The ‘Queer Ghost Hunters’ webseries aims to end the erasure of gay ghosts

Culture

The fight for better representation of LGBTQ people spans far and wide: in politics, film, gaming, fashion — the list goes on. And now, a YouTube web series is tackling queer erasure in a space you’ve probably never considered: ghost hunting.

“We always assume that ghosts are heterosexual,” Shane McClelland, co-founder of the Stonewall Columbus Queer Ghosthunters, says in the first episode of Queer Ghost Hunting’s second season.

In that episode, McClelland, along with group co-founder Lori Gum and their entire crew of ghost hunters, visit Ohio State Reformatory — the facility where The Shawshank Redemption was filmed — in order to get in touch with the ghosts of prisoners who likely would have identified as queer in 2017.

In case you’re wondering: Don’t worry, it’s OK to laugh about the idea of queer ghost hunting. The show’s creators and stars are laughing, too.

“It was really important for me to poke fun at my genre a little bit and have fun with the way-too-seriousness of ghost hunting shows in general,” Stu Maddux, a documentary filmmaker and director of Queer Ghost Hunters said in a phone interview.

For example, the first season’s title sequence parodies the melodrama of shows like Ghost Hunters and Ghost Adventures, swapping out some people’s ghost detection apparatuses with gay pride flags, or including footage of Gum poking McClelland’s face while he’s trying to pose for the camera. In the first episode, a camera inexplicably collides with a spooky-looking gargoyle, creating a loud “bonk” sound that undermines any sort of spookiness the shot might’ve normally elicited.

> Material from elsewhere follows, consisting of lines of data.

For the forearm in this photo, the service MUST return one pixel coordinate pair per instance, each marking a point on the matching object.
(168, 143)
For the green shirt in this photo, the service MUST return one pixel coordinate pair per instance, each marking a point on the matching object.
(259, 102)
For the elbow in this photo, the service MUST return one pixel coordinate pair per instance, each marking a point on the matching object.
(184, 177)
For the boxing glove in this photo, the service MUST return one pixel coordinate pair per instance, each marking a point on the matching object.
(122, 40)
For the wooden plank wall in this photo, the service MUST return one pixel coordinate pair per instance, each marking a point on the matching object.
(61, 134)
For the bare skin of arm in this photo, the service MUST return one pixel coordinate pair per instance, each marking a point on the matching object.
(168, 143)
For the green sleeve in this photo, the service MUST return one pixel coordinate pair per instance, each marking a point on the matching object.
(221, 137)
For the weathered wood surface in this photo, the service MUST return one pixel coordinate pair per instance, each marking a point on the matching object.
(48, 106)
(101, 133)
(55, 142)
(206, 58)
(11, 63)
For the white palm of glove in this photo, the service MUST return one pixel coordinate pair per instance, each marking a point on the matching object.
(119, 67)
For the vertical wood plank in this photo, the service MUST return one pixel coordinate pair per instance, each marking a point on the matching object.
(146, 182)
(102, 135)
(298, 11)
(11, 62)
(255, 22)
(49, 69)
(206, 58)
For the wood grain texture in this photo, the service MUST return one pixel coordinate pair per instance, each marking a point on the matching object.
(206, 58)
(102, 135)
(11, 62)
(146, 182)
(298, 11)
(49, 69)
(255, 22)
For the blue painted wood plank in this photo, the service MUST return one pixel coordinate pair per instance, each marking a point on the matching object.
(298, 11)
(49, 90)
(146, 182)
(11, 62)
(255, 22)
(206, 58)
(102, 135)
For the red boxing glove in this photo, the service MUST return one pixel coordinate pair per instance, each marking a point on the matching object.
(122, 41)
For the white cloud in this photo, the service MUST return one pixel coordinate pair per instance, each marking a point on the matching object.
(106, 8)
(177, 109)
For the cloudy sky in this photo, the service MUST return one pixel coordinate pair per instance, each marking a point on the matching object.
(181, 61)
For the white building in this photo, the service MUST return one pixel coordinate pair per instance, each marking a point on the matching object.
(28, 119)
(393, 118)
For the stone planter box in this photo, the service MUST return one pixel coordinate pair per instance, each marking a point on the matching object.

Queer Ghost Hunters/YouTube

Of course, that’s not to say the people making Queer Ghost Hunters think this is all one big joke.

“As they were going out to find these places, they were finding these amazing stories of lost lives in the process, and it was kind of like, ‘Oh yeah, this is what’s making us different, is this history we’re finding,’” Maddux said. “And then they’re going out and contacting those people who lived that history in that spot.”

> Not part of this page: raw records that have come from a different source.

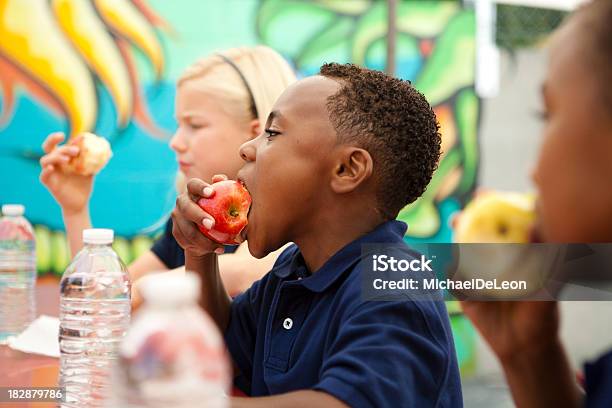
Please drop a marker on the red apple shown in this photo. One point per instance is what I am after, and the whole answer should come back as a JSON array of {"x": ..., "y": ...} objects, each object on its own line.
[{"x": 229, "y": 206}]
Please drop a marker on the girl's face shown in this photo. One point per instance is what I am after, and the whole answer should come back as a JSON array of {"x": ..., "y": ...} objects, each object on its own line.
[
  {"x": 574, "y": 170},
  {"x": 208, "y": 138}
]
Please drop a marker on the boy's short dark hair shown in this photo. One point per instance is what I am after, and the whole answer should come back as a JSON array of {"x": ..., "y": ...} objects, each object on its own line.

In short, Queer Ghost Hunters is almost more about teaching viewers small bits of queer history than it is about the process of ghost hunting. It’s about getting the LGBTQ community interested in the history of oppression and secret, hidden lives their predecessors led. Gay ghosts are just an accessible, interesting vector the show uses to do that.

But that’s not the way it started. In fact, McClelland and Gum met through an old-fashioned, heterosexual ghost hunting group. In a phone interview, McClelland said he’s been interested in ghost hunting ever since he was little, when he lived in a house near Columbus, Ohio, that he said was haunted.

“When I was 8 or 9, I remember being woken up with something touching me,” he said. “And you could see this hand that was on me, and it wasn’t mom or dad checking on me. It was this electric blue color that was kind of glowing, and that was the first time in my mind that I actually saw a ghost.”

McClelland said that, along with other “weird, idiosyncratic things that happened” in the house — like his stereo turning on without explanation or doors shutting on their own — sparked his interest in the paranormal.

Queer Ghost Hunters/YouTube

But not everyone will be convinced by the methods the queer ghost hunters use to detect gay apparitions. For example, several episodes feature its stars using dousing rods: L-shaped metal rods that believers say ghosts can manipulate to communicate with the living, crossing them or uncrossing them to answer yes-or-no questions. (Studies have shown that the “ideomotor effect” is likely the culprit for the rods’ movements.)

But whether or not you’re a believer isn’t really the point.

“It would be great if in three or four years everybody was doing their own queer ghost hunts at their pride center for Halloween,” Maddux said. “And in that way, kind of raising the interest in queer history in their area. That would be a success.”